DENVER — When the Colorado Legislature approved a bill in 2015 which made getting multiple DUIs a felony, it was the end of a multiyear battle to get that law onto the books.

But this year, a bipartisan group of state lawmakers are trying to tweak it, because some judges have given probation to some motorists convicted more than three times of driving under the influence of alcohol.

The lawmakers — Reps. Lori Saine, R-Firestone, and Mike Foote, D-Lafayette, and Sens. Lois Court, D-Denver, and John Cooke, R-Greeley — don’t like that some judges have interpreted the law to allow people to get probation for their fourth, or more, DUI.

“No one could have imagined that a person convicted of a fourth DUI would not even spend one night in jail,” Saine said. “This inconsistent sentencing is violating the spirit of the felony DUI law we passed two years ago, and I am pleased to see such strong bipartisan support for this good public safety legislation.”

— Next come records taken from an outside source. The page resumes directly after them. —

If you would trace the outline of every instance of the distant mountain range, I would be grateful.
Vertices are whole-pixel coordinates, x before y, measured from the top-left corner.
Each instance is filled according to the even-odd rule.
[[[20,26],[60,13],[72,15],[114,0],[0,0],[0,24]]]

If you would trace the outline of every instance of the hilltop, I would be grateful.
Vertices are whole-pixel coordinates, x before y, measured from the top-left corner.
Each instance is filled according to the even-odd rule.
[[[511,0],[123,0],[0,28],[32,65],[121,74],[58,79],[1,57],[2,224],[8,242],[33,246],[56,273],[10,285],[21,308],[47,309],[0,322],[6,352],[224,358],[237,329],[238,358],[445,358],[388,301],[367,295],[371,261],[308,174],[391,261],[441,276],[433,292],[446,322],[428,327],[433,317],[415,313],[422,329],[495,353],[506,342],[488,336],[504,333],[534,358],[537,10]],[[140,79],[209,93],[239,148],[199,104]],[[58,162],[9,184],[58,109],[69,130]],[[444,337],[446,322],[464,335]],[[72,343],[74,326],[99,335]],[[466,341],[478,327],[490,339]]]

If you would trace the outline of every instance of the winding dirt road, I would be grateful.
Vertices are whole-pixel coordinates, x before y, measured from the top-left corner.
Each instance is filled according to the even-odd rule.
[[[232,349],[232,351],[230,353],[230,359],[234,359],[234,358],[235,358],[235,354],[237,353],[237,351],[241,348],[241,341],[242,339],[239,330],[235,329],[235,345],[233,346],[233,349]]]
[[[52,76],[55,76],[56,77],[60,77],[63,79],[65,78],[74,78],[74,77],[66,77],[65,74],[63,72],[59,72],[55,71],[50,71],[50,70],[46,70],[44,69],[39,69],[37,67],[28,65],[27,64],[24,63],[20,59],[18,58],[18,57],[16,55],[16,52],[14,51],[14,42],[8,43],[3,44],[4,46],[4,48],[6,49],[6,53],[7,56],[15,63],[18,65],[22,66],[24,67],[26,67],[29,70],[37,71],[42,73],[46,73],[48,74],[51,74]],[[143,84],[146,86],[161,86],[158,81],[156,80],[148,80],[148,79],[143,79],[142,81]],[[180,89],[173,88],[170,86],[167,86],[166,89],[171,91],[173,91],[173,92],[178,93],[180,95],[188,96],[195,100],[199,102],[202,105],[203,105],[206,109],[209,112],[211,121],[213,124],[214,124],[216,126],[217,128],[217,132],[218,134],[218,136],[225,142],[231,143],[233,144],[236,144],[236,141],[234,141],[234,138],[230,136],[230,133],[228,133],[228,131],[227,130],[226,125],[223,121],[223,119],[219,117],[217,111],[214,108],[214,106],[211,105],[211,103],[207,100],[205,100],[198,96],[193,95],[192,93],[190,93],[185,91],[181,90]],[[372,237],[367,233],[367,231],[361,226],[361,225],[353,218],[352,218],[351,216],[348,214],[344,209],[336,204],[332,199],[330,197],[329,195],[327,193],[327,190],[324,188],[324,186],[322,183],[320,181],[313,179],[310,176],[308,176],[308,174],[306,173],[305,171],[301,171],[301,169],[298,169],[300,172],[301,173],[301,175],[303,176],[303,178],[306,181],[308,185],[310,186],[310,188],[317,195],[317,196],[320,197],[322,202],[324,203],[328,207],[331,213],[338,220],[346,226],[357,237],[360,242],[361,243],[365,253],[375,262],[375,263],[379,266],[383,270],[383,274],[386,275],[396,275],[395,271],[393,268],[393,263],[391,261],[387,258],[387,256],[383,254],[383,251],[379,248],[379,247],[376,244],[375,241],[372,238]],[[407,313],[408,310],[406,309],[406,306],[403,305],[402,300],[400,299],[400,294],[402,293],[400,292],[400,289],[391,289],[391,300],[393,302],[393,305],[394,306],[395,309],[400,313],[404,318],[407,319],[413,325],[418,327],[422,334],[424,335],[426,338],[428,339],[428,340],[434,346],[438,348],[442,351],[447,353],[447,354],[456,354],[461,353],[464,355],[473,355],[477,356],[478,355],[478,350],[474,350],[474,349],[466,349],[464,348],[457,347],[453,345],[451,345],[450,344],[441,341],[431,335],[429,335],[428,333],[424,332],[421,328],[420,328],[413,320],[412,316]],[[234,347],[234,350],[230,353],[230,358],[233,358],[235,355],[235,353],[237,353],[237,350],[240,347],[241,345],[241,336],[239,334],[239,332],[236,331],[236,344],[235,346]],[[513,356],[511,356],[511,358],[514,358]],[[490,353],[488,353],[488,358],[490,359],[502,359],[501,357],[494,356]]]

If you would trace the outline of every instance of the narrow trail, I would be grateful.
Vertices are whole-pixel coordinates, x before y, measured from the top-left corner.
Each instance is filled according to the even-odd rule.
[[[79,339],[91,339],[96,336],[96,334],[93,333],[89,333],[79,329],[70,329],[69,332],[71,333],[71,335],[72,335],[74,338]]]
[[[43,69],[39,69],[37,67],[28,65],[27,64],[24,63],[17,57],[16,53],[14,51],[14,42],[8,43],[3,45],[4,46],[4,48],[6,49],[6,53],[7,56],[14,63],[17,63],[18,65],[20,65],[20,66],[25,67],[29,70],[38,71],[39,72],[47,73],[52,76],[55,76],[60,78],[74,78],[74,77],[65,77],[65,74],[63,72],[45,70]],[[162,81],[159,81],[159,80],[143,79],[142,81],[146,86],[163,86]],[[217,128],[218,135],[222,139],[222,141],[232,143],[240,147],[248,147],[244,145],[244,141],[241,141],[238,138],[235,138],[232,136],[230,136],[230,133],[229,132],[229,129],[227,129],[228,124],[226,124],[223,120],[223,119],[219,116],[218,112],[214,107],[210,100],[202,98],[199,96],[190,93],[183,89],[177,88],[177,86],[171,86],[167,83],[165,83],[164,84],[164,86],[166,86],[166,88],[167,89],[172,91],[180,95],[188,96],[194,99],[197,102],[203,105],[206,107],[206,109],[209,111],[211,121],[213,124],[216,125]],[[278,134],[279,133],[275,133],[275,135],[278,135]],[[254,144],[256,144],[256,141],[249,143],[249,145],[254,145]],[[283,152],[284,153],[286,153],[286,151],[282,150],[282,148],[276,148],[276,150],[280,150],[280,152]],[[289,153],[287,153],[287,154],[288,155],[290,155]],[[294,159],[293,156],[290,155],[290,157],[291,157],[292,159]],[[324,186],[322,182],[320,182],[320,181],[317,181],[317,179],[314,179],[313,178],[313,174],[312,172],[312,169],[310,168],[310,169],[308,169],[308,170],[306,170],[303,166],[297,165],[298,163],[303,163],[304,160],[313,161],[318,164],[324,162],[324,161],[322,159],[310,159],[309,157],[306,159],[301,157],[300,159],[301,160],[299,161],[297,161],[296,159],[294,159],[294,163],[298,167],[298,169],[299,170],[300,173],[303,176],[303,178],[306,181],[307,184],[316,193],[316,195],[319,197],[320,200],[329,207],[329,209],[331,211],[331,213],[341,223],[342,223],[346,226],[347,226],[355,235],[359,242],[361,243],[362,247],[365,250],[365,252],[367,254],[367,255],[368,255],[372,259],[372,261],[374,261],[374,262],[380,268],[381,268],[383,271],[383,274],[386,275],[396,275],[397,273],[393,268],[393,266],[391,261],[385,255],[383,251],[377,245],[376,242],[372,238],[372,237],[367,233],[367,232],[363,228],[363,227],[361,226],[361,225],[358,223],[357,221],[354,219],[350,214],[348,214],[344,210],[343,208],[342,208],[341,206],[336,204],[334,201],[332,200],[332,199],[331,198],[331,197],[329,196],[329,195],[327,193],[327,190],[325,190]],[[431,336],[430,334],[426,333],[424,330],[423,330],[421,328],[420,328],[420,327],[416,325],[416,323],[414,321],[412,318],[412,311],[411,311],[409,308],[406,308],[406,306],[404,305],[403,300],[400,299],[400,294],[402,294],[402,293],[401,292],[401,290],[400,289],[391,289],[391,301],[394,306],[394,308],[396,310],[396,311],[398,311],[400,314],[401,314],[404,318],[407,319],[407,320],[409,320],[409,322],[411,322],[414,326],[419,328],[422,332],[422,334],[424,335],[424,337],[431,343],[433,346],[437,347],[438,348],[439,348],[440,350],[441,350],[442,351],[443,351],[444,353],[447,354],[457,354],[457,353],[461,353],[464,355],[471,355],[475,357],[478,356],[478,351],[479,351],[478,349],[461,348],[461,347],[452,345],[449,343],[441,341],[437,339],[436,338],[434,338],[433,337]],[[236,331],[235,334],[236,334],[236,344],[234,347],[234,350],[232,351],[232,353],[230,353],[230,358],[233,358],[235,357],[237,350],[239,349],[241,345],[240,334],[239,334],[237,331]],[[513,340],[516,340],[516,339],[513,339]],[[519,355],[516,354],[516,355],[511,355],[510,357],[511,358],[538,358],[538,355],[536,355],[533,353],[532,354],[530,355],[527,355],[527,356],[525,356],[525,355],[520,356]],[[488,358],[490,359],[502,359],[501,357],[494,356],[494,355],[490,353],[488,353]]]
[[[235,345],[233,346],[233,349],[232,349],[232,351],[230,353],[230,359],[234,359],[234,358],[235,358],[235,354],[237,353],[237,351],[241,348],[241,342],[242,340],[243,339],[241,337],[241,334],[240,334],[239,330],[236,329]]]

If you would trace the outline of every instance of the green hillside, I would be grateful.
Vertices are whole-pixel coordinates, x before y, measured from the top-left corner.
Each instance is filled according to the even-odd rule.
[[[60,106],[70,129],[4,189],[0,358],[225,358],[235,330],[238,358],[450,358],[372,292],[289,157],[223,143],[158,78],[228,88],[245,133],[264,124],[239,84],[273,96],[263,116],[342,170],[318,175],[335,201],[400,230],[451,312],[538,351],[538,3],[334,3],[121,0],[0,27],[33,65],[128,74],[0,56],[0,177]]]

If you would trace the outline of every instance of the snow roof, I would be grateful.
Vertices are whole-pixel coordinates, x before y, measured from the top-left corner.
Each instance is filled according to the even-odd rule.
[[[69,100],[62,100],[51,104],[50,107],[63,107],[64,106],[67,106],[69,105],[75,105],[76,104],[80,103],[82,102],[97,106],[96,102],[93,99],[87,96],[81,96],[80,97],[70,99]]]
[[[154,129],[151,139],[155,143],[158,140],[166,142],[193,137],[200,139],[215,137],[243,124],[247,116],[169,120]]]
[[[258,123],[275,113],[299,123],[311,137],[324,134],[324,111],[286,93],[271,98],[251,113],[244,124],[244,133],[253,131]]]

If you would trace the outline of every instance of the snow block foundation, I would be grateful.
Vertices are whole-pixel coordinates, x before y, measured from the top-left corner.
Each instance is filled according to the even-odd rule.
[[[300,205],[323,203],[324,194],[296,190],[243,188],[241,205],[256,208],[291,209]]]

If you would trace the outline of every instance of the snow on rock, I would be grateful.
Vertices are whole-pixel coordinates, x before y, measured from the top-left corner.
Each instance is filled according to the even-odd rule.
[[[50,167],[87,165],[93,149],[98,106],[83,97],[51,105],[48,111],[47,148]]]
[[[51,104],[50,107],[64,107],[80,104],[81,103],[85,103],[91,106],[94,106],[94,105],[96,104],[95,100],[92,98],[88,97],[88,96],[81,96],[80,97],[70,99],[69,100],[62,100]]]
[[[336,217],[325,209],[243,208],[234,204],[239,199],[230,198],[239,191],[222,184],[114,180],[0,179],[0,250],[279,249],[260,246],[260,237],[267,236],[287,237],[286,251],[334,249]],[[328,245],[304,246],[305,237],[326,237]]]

Witnesses testifying for the measure said some judges were interpreting the new law as to allow for probation in certain circumstances. While the bill doesn’t bar such probation sentences, it does require defendants to serve some jail time, anywhere from 90 days to two years.

The original law allowed prosecutors to file felony charges against drivers who have already been convicted of three drunken-driving offenses. They can include such alcohol or drug offenses as DUI per se, driving while ability impaired, vehicular homicide when alcohol is involved, vehicular assault when alcohol is a factor, or any combination of those convictions.

The bill cleared the House Judiciary Committee unanimously Thursday and now heads to the full House.

PHARMACY CHOICE

A bill designed to allow patients to choose their pharmacies died for the second year in a row on Thursday.

That happened when Democratic Reps. JoAnn Ginal of Fort Collins and Dominique Jackson of Denver joined Republicans in killing the bill even though it had bipartisan sponsors.

The measure, HB1247, was introduced by Reps. Jon Becker, R-Fort Morgan, and Jessie Danielson, D-Wheat Ridge, and Sen. Jerry Sonnenberg, R-Sterling.

Dubbed the “Pharmacy Choice Bill,” the measure was aimed at helping rural, privately owned pharmacies, because a growing number of health insurance plans are choosing the pharmacies their customers can use.

Oftentimes, that’s either a big-box pharmacy or sites online, supporters of the bill said.

Opponents have objected to the measure in part because of concerns that it interferes with contracts insurance companies have with their clients and the pharmacies they use.